For partners, WannaCry provided a useful reminder of the realities of effective security management, opening the door to end-users previously unaware - or perhaps uninterested - in building secure defence plans.
“It certainly created a discussion, no question,” F5 Networks country manager of New Zealand and Pacific Islands Richard Rogers added. “For New Zealand and our customers, WannaCry has offered the market an opportunity to communicate.
“It’s created a heightened sense awareness and means that our partners are having additional conversations. However, awareness is good but putting your head in the sand is not good.”
Because while maturity can be found across enterprise, throughout New Zealand - specifically through the mid-market and small to medium business sectors - a dangerous disconnect still remains.
“Our mid-market and SMB customers still bury their heads in the sand and think that they are not a target which is an ongoing challenge,” Origin IT CEO Michael Russell observed. “Through our Optinet business we handled a lot of activity following WannaCry but there’s still an education element to consider, particularly outside of the enterprise.
“Partners must explain what businesses need to be aware of because people are still the biggest weakness. We carry out multiple fake phishing attacks and it’s proved to be an eye-opening experience.”

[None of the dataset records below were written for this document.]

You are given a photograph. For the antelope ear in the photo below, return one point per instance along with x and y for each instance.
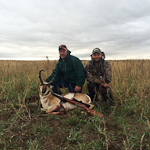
(51, 86)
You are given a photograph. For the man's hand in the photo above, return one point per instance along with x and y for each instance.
(77, 88)
(105, 85)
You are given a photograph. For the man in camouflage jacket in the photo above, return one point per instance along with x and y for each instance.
(99, 74)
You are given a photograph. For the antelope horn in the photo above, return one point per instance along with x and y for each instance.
(40, 76)
(52, 79)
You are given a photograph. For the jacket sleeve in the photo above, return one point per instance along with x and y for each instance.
(79, 71)
(108, 72)
(90, 75)
(55, 74)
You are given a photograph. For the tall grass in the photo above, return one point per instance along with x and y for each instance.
(124, 126)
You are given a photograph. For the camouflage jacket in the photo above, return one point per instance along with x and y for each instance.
(98, 72)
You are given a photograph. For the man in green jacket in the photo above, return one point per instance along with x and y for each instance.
(69, 72)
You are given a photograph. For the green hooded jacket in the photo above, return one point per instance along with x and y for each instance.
(71, 71)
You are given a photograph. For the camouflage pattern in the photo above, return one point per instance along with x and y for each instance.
(98, 72)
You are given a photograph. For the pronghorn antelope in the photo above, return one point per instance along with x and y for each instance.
(53, 105)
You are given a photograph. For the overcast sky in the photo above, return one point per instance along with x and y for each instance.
(33, 29)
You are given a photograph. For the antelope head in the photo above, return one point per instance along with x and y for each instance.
(44, 86)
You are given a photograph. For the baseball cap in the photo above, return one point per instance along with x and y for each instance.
(96, 50)
(62, 47)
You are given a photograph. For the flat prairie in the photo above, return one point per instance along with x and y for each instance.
(124, 126)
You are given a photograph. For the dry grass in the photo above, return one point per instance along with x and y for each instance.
(124, 126)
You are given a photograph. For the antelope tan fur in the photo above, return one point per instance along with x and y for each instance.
(52, 105)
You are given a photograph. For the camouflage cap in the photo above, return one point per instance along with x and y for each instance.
(96, 50)
(62, 47)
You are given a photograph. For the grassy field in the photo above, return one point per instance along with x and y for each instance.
(24, 126)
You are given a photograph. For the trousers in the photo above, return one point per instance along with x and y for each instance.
(106, 93)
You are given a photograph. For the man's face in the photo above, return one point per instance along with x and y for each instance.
(63, 53)
(96, 57)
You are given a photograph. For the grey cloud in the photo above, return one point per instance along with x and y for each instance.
(117, 27)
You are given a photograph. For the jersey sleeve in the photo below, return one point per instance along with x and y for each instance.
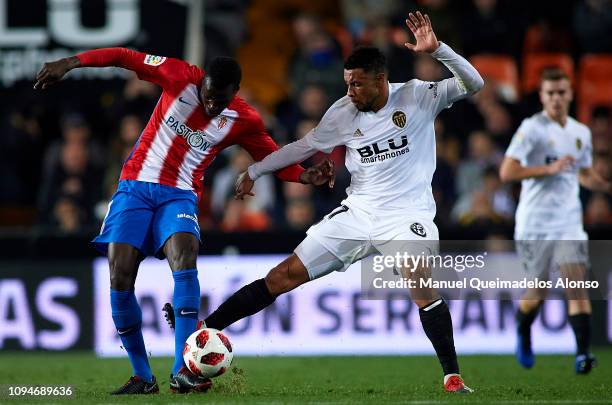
(522, 142)
(586, 157)
(163, 71)
(433, 96)
(260, 144)
(325, 136)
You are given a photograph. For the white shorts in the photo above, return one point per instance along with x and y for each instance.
(541, 252)
(348, 234)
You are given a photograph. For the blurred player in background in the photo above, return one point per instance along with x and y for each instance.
(388, 130)
(154, 211)
(551, 155)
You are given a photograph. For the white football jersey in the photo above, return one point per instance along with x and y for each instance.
(390, 153)
(551, 203)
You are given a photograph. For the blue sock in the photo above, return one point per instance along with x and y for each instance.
(186, 301)
(128, 320)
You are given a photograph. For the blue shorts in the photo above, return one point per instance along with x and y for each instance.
(145, 215)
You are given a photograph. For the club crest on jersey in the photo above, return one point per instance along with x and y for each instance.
(154, 60)
(399, 119)
(222, 122)
(418, 229)
(195, 138)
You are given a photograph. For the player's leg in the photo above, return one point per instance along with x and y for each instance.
(125, 238)
(418, 237)
(124, 260)
(309, 261)
(535, 254)
(176, 236)
(181, 249)
(579, 315)
(316, 256)
(438, 326)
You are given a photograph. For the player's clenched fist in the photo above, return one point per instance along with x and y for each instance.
(52, 72)
(420, 26)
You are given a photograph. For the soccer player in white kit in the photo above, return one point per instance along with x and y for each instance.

In truth, WannaCry offered the perfect storm for partners in New Zealand - a real-time crisis that captured the imagination and interest of the mainstream, without no serious repercussions or consequences.
“WannaCry was fantastic from a channel perspective,” SecureCom director and partner Greg Mikkelsen acknowledged. “There was no real impact in New Zealand but the awareness that it raised was unbelievable.

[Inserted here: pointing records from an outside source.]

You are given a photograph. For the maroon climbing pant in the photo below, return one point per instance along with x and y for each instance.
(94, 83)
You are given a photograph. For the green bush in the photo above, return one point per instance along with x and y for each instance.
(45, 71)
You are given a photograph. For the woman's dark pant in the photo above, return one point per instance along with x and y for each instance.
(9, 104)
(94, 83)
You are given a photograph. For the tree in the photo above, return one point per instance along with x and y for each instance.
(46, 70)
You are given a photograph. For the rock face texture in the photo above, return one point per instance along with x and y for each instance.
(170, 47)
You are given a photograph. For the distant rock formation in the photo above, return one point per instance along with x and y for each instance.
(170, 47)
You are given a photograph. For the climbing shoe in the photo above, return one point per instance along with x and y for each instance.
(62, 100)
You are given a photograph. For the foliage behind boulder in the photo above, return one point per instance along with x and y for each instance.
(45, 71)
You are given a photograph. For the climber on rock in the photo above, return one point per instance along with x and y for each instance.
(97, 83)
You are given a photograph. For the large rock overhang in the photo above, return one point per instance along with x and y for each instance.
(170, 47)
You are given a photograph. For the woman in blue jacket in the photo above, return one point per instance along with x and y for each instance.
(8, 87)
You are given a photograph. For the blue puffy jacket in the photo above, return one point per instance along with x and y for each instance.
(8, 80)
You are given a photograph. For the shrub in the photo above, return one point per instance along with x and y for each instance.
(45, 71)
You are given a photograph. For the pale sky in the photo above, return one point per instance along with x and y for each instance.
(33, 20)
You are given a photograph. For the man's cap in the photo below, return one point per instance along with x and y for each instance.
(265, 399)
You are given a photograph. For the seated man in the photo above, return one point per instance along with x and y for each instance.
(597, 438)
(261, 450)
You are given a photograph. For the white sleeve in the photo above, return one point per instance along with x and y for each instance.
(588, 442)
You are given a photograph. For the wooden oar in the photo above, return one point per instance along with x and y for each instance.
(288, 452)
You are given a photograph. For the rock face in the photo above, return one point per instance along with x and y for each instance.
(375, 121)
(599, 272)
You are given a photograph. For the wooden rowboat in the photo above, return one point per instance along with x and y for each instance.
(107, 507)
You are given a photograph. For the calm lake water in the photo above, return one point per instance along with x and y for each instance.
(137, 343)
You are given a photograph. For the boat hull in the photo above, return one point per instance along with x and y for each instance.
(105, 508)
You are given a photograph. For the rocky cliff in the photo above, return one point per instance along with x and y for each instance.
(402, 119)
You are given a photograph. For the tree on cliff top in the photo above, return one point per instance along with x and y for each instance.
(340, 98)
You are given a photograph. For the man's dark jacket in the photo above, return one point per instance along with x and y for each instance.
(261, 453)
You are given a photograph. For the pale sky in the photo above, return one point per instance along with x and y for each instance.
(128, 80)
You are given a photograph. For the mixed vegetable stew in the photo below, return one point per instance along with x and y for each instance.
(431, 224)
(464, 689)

According to Mikkelsen, directors are now at risk, rather than the CIO, creating a shift in priorities across the boardroom.
“Directors are now personally responsible for what happens for businesses, and cyber security is raising its profile,” he added.
“It’s raised levels of awareness without any real damage to a stage where several partners are now finding that if customers want to get things done, this proved a catalyst for change."
While no vendor or partner in the channel actively applauds or seeks security breaches, the harsh reality is that customers require trigger points to instigate change.
“Nobody wants to see customers impacted but from a noise perspective, it was beneficial to the channel,” Sophos channel director Australia and New Zealand (A/NZ) Jon Fox added.
“We ran a webinar a few weeks ago, we usually have 30-40 attendees but after WannaCry we had 150, so the amount of awareness was encouraging for the channel.
“But now, how do you use that to educate the customer? Because that’s key and the next steps are crucial - the channel cannot go overboard.”
Fox’s observations are backed up by Mikkelsen, who remained cautious as to how the channel can effectively maximise increased levels of end-user awareness.
“This could easily become a Y2K, when everybody jumps on the bandwagon and there’s no real investment or structure in place in terms of training or standards,” he said. “Everyone jumps on the fear factor and we end up with something that within 18 months will run out of steam because the industry didn’t deliver on what it promised.”
For Computer Concepts CTO Jon Waite, it’s a tough balance to strike for technology providers, as the channel attempts to appease concerned customers without impacting profitability.